In the second experiment, the initial position of the target object on the table was sampled to cover a rectangular region of 0.1 × 0.25 m with a step of 2.5 mm while keeping a fixed rotation. The region of interest is centred, in front of the robot, at 0.6 m. Two fixed rotations (50 and 130) were selected from the regions where the policies’ performance is quite diverse according to Fig. 7. The mean reward perceived by both agents at the end of the task is shown in Fig. 8.

Fig. 8
figure 8

Performance of the learned policies in the simulated environment (without exploration) for the disassembly task at different initial positions. DDPG (top row) and TD3 (bottom row)

The results show that the learned skill is generalisable for an extensive range of different initial positions. The minor variations are produced by the dynamic and precision of the manipulator’s motion during the simulation.

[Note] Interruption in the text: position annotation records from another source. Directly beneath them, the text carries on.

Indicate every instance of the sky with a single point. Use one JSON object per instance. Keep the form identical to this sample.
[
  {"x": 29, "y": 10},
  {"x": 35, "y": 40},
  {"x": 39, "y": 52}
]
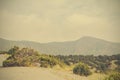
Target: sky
[{"x": 59, "y": 20}]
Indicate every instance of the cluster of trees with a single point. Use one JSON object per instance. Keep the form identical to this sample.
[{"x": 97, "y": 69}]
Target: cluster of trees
[
  {"x": 82, "y": 69},
  {"x": 29, "y": 57},
  {"x": 113, "y": 76},
  {"x": 100, "y": 63}
]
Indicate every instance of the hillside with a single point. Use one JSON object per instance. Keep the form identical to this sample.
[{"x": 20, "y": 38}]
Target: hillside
[{"x": 83, "y": 46}]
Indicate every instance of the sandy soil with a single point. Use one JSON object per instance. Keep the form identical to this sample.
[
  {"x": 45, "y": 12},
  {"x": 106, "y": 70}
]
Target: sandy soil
[
  {"x": 34, "y": 73},
  {"x": 38, "y": 73}
]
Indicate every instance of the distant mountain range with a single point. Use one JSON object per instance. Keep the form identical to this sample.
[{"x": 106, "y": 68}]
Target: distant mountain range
[{"x": 83, "y": 46}]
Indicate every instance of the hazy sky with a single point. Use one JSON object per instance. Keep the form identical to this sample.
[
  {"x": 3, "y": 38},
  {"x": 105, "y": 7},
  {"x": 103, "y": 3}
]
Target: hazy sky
[{"x": 59, "y": 20}]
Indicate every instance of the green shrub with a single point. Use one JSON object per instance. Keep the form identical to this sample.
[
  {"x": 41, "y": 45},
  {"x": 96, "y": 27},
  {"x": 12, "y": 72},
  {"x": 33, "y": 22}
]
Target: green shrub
[
  {"x": 113, "y": 76},
  {"x": 50, "y": 61},
  {"x": 82, "y": 69}
]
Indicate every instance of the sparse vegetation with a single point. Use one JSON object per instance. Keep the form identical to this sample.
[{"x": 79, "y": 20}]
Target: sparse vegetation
[
  {"x": 113, "y": 76},
  {"x": 82, "y": 69},
  {"x": 29, "y": 57}
]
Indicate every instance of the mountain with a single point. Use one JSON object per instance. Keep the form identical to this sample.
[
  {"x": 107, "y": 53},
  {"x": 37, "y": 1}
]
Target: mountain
[{"x": 83, "y": 46}]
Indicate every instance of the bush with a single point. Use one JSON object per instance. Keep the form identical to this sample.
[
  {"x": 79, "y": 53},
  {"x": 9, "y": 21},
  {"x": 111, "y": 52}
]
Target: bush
[
  {"x": 50, "y": 61},
  {"x": 23, "y": 57},
  {"x": 113, "y": 76},
  {"x": 82, "y": 69}
]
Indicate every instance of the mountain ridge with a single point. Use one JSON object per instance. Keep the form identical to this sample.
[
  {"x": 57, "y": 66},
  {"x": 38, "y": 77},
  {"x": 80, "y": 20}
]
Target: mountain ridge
[{"x": 83, "y": 46}]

6.3 Transference to the real world

Also, the learned skill’s generalisation capabilities were evaluated in the real world. Different initial object’s rotations were introduced. In this case, the target object’s rotation was sampled discretely between 0 and 180, spaced by 10 to reduce the number of performed episodes. The agents ran five episodes for each particular case. Figure 9 shows the mean reward perceived by the best-trained policies and their mean episode length.

Fig. 9
figure 9

Performance of the learned policies in the real world (without exploration) for the disassembly task at different initial rotations. Mean perceived reward (left axis scale), and mean episode length (right axis scale)

With a very similar behaviour to the simulation, the DDPG policy can execute the task successfully for at least all the sampled angles. TD3 maintains a poor performance, as seen in the simulation. In this case, the higher success rate on the task’s execution in the real world with respect to the simulation is because of the critic force threshold’s minor differences used in both environments. The training and tests carried out in the simulated environment were performed using a lower critic force threshold than the value used in reality (60 Newtons). Figure 10 shows the force measured during the execution of the episodes in the real world.

Fig. 10
figure 10

Force measured during the validations performed in real world for DDPG (upper plot) and TD3 (bottom plot). The dashed line is the threshold used as the condition for the episode termination

The simulated environment used a lower critical force value to ensure a safer execution of the task in the real world.

7 Conclusion and future work

Even when reinforcement learning algorithms have been successfully applied to learn robotics skills to perform many manipulation tasks, such as assembly, there are no sufficiently studied when applied on disassembly tasks.

Reinforcement learning algorithms can learn the object extraction skill interacting with the environment in an off-policy way. Also, they can generalise the learning through multiple initial conditions such as translations and rotations.

From their utilisation on assembly tasks, force/toque and vision sensors are exposed as a relevant information source to identify the environment’s state and act according to it. Their use would allow more complex tasks to be performed efficiently. Our future research will include more sensors as part of the observation space, particularly the force/toque, and perform disassembly of more complex geometric structures.